Our daughter--in-law lent us book a while ago, and I've slowly been working my way through it. It really is a fascinating read. It's written by Pulitzer-prize winning author Tony Horowitz. The book is titled, Confederates in the Attic: Dispatches from the Unfinished Civil
War.
As a student of history, there were many things in the book that I already knew. It still is an astoundingly sobering fact to me that more Americans were killed in the War Between the States than in the totals put together from all of the other wars in which we have been involved! But Horowitz wrote many things that were new to me.
He wrote that many southerners feel that the Civil War amounted to little more than a continuation of the long-standing conflicts between the English and the Celtic peoples; the north was settled predominantly by English immigrants, the south by Scots and Irish.

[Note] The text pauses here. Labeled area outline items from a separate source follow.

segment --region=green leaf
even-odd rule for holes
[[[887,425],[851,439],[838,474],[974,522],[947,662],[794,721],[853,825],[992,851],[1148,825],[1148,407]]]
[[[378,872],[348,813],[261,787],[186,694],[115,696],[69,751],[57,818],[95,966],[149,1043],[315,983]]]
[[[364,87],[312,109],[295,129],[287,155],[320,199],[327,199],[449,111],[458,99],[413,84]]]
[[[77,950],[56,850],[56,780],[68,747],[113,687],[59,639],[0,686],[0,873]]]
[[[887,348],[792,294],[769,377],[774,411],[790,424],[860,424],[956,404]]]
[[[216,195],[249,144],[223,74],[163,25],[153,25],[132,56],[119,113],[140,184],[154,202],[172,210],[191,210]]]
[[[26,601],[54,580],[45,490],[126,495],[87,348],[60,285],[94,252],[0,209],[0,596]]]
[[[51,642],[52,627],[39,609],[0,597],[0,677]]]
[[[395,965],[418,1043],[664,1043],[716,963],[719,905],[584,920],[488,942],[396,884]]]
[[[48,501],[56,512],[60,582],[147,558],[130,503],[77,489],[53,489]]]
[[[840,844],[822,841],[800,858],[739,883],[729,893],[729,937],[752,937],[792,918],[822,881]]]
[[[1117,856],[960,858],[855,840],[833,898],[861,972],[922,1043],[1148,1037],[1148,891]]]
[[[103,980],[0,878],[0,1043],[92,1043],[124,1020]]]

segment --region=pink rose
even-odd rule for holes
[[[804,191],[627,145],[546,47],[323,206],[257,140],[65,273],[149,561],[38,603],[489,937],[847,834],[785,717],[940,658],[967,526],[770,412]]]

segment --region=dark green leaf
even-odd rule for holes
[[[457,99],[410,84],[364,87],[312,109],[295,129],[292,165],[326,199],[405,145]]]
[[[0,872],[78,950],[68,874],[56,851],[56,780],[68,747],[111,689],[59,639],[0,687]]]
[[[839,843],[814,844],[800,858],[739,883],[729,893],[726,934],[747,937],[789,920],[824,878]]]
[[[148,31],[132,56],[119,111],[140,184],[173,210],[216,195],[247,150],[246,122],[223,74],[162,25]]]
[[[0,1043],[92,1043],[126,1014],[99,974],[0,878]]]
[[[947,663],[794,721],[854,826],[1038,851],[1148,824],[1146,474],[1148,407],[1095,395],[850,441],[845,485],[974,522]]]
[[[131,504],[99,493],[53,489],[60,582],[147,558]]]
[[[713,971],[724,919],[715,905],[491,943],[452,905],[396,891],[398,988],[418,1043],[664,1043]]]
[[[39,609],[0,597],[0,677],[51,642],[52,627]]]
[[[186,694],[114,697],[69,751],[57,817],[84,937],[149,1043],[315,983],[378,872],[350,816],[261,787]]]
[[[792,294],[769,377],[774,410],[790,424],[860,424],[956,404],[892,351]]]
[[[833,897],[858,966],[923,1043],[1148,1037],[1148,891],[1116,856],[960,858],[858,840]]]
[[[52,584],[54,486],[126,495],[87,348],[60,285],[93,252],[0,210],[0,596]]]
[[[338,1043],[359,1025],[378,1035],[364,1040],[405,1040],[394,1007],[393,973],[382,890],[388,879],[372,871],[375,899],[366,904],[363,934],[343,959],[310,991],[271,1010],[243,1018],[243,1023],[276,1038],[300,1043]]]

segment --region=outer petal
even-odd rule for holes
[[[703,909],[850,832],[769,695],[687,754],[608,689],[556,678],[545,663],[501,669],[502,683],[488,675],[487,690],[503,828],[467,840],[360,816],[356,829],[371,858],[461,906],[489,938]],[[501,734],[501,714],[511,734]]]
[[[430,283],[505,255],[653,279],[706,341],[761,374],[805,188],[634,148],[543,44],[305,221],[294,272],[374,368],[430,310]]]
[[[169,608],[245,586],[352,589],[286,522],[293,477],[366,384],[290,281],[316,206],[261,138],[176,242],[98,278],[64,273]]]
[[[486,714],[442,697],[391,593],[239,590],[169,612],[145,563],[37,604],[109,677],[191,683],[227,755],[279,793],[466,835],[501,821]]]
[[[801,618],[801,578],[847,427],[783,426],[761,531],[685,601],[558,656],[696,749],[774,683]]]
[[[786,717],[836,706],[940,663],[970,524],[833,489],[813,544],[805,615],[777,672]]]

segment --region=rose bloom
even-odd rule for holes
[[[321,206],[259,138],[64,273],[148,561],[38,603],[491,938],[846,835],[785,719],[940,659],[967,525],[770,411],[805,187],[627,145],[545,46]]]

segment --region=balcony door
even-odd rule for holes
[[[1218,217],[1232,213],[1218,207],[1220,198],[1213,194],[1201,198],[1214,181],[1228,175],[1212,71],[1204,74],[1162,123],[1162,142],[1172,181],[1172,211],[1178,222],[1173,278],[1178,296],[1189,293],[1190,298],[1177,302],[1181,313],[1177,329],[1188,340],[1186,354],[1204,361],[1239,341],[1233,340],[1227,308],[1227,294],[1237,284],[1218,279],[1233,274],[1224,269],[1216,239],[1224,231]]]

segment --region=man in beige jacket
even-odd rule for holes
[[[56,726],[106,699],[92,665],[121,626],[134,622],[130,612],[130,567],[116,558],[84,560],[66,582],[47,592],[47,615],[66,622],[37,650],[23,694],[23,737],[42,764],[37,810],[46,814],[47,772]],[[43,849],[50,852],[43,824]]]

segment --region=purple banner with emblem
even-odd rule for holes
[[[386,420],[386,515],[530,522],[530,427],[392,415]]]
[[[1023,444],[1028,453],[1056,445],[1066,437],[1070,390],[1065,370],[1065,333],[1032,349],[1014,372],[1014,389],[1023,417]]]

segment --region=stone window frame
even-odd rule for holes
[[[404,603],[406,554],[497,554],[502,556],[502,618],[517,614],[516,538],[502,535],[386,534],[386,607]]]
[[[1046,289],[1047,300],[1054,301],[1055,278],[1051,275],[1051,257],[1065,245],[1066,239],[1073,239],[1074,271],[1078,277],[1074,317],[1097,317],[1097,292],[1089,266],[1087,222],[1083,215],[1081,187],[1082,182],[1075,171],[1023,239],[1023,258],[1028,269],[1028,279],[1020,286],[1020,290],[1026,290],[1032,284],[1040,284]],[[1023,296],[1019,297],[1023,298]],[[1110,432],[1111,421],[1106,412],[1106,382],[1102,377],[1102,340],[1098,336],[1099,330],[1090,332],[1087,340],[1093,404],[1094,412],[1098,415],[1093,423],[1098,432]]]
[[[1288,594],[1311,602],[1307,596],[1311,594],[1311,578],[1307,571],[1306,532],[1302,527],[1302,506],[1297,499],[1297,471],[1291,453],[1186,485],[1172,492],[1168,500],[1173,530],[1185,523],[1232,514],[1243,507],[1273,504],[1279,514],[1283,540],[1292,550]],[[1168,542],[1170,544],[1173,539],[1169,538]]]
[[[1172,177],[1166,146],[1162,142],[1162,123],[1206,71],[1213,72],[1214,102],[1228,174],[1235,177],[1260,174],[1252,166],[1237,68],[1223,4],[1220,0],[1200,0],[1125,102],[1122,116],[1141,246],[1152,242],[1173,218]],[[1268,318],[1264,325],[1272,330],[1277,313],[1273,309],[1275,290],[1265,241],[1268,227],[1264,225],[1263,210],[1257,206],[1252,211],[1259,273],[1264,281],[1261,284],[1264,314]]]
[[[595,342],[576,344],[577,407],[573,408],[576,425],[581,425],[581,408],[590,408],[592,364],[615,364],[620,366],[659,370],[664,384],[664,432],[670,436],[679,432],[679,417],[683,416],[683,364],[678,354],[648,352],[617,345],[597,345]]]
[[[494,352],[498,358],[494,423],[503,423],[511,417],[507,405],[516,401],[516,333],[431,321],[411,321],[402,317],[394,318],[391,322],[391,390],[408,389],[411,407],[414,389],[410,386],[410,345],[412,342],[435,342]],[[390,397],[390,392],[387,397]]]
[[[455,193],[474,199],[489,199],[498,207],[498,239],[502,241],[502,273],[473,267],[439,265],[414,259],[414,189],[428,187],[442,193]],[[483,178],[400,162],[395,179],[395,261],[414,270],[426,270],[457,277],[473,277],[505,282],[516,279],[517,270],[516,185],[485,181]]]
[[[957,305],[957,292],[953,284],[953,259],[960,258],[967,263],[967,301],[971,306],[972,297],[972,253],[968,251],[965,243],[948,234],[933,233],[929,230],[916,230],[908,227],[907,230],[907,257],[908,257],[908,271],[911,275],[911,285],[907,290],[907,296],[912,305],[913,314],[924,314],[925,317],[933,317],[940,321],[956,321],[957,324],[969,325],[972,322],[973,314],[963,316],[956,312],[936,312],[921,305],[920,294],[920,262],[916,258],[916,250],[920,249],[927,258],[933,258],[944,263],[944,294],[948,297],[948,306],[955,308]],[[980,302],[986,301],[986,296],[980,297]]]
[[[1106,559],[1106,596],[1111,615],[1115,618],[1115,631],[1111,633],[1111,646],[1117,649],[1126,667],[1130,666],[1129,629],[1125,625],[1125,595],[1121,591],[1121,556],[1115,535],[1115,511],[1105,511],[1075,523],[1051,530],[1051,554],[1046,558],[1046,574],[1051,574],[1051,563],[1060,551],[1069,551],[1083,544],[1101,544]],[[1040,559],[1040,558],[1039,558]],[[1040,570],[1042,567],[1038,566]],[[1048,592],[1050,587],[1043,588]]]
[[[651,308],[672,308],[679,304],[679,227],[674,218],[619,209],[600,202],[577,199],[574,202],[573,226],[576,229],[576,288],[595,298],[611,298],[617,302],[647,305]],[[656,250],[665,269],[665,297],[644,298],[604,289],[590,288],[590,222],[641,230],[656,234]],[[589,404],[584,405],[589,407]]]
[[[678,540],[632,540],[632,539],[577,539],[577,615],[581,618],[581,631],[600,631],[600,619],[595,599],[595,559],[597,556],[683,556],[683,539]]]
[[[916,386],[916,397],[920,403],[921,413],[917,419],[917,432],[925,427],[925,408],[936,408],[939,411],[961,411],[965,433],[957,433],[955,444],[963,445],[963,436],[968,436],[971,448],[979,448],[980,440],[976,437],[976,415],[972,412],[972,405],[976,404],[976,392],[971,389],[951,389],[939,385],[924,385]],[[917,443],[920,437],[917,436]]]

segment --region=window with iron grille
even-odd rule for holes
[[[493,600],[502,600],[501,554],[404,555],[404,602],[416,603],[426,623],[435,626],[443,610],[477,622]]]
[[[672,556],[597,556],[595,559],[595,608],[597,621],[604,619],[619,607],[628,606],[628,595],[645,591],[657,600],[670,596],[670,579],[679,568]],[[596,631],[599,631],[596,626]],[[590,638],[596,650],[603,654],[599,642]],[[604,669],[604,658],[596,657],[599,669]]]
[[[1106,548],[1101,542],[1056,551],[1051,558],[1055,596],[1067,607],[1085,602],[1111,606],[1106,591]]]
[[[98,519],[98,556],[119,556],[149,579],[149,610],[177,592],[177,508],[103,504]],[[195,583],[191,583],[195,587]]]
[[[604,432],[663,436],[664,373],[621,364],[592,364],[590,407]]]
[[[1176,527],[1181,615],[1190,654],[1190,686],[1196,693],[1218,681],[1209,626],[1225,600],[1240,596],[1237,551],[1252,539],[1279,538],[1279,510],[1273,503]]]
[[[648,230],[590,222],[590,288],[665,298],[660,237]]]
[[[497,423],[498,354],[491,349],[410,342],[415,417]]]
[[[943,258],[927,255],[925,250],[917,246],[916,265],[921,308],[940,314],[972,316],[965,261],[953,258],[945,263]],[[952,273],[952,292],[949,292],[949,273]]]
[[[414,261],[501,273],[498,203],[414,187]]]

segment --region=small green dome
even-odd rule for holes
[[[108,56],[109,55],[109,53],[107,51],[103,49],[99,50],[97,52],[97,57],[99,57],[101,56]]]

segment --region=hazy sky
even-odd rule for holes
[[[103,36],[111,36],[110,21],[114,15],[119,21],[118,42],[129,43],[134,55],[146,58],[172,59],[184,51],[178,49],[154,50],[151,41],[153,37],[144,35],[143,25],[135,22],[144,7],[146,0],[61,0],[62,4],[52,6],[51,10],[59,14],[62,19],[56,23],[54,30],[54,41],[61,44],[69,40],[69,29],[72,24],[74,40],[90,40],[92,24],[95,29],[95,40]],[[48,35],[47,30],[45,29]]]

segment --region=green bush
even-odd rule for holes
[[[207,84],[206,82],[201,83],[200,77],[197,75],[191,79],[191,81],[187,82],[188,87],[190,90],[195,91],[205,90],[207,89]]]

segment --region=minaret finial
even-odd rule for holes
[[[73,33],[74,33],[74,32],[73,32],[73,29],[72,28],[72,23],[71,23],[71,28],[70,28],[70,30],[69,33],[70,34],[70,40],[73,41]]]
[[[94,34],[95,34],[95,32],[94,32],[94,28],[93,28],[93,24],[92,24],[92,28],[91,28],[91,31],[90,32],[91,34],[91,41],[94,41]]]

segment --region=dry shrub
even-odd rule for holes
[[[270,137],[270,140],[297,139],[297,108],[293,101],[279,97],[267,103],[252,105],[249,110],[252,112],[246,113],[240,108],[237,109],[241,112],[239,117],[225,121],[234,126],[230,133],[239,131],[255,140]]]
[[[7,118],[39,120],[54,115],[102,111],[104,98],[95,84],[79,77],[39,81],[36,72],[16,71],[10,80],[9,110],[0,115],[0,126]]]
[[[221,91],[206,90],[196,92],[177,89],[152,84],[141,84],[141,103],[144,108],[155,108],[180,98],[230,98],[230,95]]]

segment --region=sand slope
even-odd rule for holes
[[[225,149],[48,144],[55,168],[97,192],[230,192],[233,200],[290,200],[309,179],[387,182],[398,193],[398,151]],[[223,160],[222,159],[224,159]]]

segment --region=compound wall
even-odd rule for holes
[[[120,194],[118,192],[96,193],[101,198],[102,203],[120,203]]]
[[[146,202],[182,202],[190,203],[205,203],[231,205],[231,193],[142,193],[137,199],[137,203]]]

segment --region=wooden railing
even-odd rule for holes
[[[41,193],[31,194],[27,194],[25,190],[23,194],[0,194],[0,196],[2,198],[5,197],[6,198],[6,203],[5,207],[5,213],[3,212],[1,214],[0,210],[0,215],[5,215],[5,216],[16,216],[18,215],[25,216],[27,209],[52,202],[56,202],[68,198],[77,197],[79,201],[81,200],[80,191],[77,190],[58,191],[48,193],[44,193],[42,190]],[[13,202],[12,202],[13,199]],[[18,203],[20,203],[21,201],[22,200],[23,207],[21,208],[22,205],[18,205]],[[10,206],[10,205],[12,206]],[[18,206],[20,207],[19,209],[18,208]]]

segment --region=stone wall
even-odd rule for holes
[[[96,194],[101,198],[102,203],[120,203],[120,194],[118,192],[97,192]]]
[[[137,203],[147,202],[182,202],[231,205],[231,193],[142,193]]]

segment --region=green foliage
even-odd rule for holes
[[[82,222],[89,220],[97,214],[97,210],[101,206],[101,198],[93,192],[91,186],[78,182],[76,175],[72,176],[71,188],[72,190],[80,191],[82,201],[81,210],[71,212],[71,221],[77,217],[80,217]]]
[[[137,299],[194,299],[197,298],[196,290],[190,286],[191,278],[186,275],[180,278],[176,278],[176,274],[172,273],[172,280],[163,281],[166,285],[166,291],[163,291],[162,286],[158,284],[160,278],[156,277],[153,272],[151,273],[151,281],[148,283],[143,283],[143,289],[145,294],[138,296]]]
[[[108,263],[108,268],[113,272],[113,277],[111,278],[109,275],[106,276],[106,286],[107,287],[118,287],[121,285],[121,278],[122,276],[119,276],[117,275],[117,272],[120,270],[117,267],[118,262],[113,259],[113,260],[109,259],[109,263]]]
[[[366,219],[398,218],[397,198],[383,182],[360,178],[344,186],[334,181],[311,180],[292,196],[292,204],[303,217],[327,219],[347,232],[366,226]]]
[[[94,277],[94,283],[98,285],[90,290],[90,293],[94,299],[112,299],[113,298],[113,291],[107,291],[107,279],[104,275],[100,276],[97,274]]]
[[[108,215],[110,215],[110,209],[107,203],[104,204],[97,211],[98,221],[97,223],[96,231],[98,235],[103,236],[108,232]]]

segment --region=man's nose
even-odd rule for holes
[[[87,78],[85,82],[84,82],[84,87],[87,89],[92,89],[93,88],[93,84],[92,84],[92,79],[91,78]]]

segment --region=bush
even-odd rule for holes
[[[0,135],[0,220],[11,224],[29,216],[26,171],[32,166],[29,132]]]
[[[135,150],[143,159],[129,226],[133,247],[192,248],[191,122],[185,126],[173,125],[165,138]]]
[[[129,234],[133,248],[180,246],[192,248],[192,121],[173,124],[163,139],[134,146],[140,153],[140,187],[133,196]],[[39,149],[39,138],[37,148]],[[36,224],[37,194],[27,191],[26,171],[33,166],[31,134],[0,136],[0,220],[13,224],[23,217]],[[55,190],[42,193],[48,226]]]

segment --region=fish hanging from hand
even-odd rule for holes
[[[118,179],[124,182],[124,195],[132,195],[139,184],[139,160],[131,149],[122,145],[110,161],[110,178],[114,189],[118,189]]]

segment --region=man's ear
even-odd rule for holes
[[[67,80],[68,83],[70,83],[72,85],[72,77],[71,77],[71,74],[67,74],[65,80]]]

He wrote that the War is still so vivid to so many people in the south because of casualties and immigration patterns. To quote:
"Roughly half of modern-day white Southerners descended from Confederates, and one in four Southern men of military age died in the War. For Yankee men, the death rate was about one in ten, and waves of post-War immigration left a far lower ratio of Northerners with blood ties to the conflict."
Those were new things to me, and I'm still pondering those ideas. But Horowitz also wrote about one particular town that he came across in the sojourn - really, in the pilgrimage - he took through the South. He told the story about the small town of Fitzgerald, Georgia. It is the county seat of Ben Hill County in south-central Georgia, and in 2012 had a population of 9,048. Some of the streets in this village are named Grant, Sherman, and Sheridan, and others are named Lee, Jackson, Longstreet, and Bragg. In other words, many of the streets are named after both Union and Confederate generals. The town was developed by a Midwestern newspaper editor, Philander Fitzgerald, in 1895. He had been a drummer boy for the Union army, and, in the midst of a severe drought in the early 1890's in the Midwest, concocted the idea of starting "a soldier's colony in the Southland and get all those old boys away from the bitter winters and drought." He approached the governor of Georgia at the time, a Confederate veteran, and the two began to share the dream of a town that could be a place of refuge from the bitterness that still existed about the War. Cautiously, the town planned its first veterans' parades, scheduling two of them: one for Union vets, the other for Confederates. But when the band started playing, veterans of both armies "spontaneously joined and marched through the town together. Thereafter, they merged to form Battalion One of the Blue and Gray, and celebrated their reconciliation annually."
Just imagine... After the tremendous bitterness and the losses inflicted during that dreadful time in our nation's history, people in this little village in southern Georgia, located less than 15 miles from the spot where President Jefferson Davis was captured on May 10, 1865, simply decided to put it all behind them, and to march - together - into a new future!
Wouldn't it be refreshing if even a small group of Republicans and Democrats simply decided to move beyond partisan politics and join together to forge a new way forward? Wouldn't it be redeeming if even a small group of anti-abortion and pro-choice individuals could move beyond their impassioned rhetoric and see how they might work together in a new direction? Wouldn't it be a sign of hope if some of the Shiite and Sunni Muslims throughout the Middle East could move forward in peace, holding on to the many things about their faith that unite them rather than going to war over the things that divide them? Wouldn't it be a sign to the world if the Christian Church could stop our bickering over... fill-in-the-blank... marriage, ordination, property, denominational loyalty or denominational desertion, etc., etc., and instead find ways to forge partnerships in mission and service, in compassion and peace, in justice and grace that would be a fulfillment of Jesus' prayer that his followers be united?
I think that when I get discouraged about the many signs of division and hurt, of conflicts and fights in our world and in our society, I'll remember the folks in Fitzgerald, Georgia, who one day, long ago, simply decided that, in that place deep in the heart of Dixie, they would move forward together.